Bodies

Female Hardbody

The muscular action heroine, though not solely a product of the 1980s, emerged as a central figure specifically in the 1980s in relation to women's growing involvement in bodybuilding. [10] The male hardbody, defined equally by the physical musculature and our gazes of it, is seen and defined roughly within the same decade. Hardbody, in both cases, is branded as hypermasculinity taking place in the action genre. It denotes heroism to the audience in the aesthetic of the muscular unclothed body, supported by a certain level of "necessary" violence done unto the self to achieve this, and supplemented by a fetishization of weaponry.

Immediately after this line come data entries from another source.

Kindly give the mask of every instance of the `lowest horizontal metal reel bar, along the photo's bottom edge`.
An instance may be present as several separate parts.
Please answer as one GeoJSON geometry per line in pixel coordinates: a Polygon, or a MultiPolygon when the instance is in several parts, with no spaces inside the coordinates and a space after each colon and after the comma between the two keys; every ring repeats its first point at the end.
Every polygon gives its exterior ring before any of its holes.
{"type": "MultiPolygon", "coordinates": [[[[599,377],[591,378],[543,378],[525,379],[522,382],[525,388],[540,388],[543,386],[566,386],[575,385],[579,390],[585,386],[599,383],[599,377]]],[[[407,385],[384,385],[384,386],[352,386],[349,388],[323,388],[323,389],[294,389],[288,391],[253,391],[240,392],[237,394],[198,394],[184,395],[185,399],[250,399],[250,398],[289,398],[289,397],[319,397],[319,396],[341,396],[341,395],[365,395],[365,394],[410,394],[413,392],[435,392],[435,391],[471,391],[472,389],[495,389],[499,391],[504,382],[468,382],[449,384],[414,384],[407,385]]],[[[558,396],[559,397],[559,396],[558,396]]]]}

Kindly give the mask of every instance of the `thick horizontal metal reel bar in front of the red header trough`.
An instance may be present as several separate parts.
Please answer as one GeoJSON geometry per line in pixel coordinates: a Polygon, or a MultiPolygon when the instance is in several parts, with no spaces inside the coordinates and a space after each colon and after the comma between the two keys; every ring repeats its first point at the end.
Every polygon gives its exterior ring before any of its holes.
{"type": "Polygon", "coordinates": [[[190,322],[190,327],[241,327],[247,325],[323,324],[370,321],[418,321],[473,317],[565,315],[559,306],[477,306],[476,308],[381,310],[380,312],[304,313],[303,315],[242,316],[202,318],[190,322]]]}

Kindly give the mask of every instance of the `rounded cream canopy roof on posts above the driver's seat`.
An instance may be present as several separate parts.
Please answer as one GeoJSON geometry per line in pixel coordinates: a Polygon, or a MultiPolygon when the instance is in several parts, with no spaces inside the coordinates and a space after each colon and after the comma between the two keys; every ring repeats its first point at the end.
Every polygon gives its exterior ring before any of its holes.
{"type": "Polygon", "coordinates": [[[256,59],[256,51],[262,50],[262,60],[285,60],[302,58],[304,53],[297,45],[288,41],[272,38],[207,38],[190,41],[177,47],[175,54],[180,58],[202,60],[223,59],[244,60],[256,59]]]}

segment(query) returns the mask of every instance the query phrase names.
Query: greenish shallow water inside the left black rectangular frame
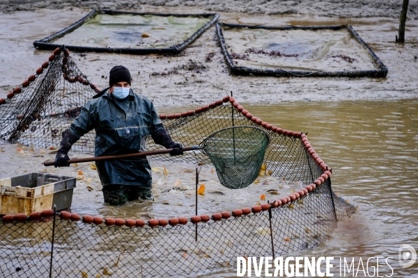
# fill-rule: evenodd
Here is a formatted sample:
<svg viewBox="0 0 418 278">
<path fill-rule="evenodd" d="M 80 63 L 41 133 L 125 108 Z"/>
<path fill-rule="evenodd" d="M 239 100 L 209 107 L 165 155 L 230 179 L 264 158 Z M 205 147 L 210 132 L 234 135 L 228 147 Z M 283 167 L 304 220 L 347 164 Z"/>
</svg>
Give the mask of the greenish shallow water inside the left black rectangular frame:
<svg viewBox="0 0 418 278">
<path fill-rule="evenodd" d="M 54 44 L 80 47 L 158 48 L 179 44 L 210 21 L 206 17 L 96 15 Z"/>
</svg>

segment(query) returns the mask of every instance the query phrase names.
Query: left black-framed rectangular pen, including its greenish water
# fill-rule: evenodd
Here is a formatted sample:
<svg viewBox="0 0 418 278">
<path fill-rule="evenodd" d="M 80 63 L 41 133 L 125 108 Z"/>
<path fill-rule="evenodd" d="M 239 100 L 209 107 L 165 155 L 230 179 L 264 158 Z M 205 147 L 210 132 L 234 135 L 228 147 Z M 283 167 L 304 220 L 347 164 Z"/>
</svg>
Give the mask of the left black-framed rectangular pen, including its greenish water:
<svg viewBox="0 0 418 278">
<path fill-rule="evenodd" d="M 219 14 L 134 13 L 92 10 L 71 26 L 36 40 L 38 49 L 67 49 L 118 54 L 178 54 L 210 26 Z"/>
</svg>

Achieving the hardbody gaze walks the line of sexuality. It would be sexualization were it not for the emphasis on self-torture that shifts the focus to body as sport. Sexual desire lingers on the periphery. These male action heroes, such as Arnold Schwarzenegger, Bruce Willis, and Jean-Claude Van Damme, are often given undeveloped female love interests in their films that highlight this connection between the hardbody and sexual prowess. The spectacle of their hypermasculinity, then, becomes one to desire for power and not erotically.

When female action heroines are filmed in the same vein, are they then liberated?

The first instance of identifying myself in the female hardbody came when I saw Sarah Connor's remarkable transformation in Terminator 2: Judgment Day (1991). She no longer needed saving. She decided for herself that she would change her fate. She answered to no one but herself, used others' underestimations of her to her advantage, and harnessed the power of her body. She was my feminist icon, just like Joan Jett was, who I believed followed a similar path in the arena of rock n' roll. Yet, if the same hardbody rules apply to Sarah Connor and thereby render her a "phallic woman," [11] is it at all a "male ruse" for her to be liberated only through the means of masculinity?

The image of the female hardbody transgresses the limits of female presentation on screen. But in doing so, it adopts characteristics that are conventionally considered masculine. Who judges the qualities of this physique?

At the same time, could this not be countered by an inclusion of the female hardbody into the repertoire of femininity? Cinema gives power to the male hero by undercutting the agency of his female love interest. On the other hand, violence done unto the female hardbody can also include sexual violence, as with the rape in Thelma and Louise (1991). The articulation of both physical vulnerability and invulnerability can, and I think should, serve as a springboard for defining femaleness. When the female body is masculine, it is not not-feminine. The hardbody transformation of Sarah Connor doesn't signify a female becoming a female heroine. Power can be mapped onto the female body when the female body is a multitude of bodies.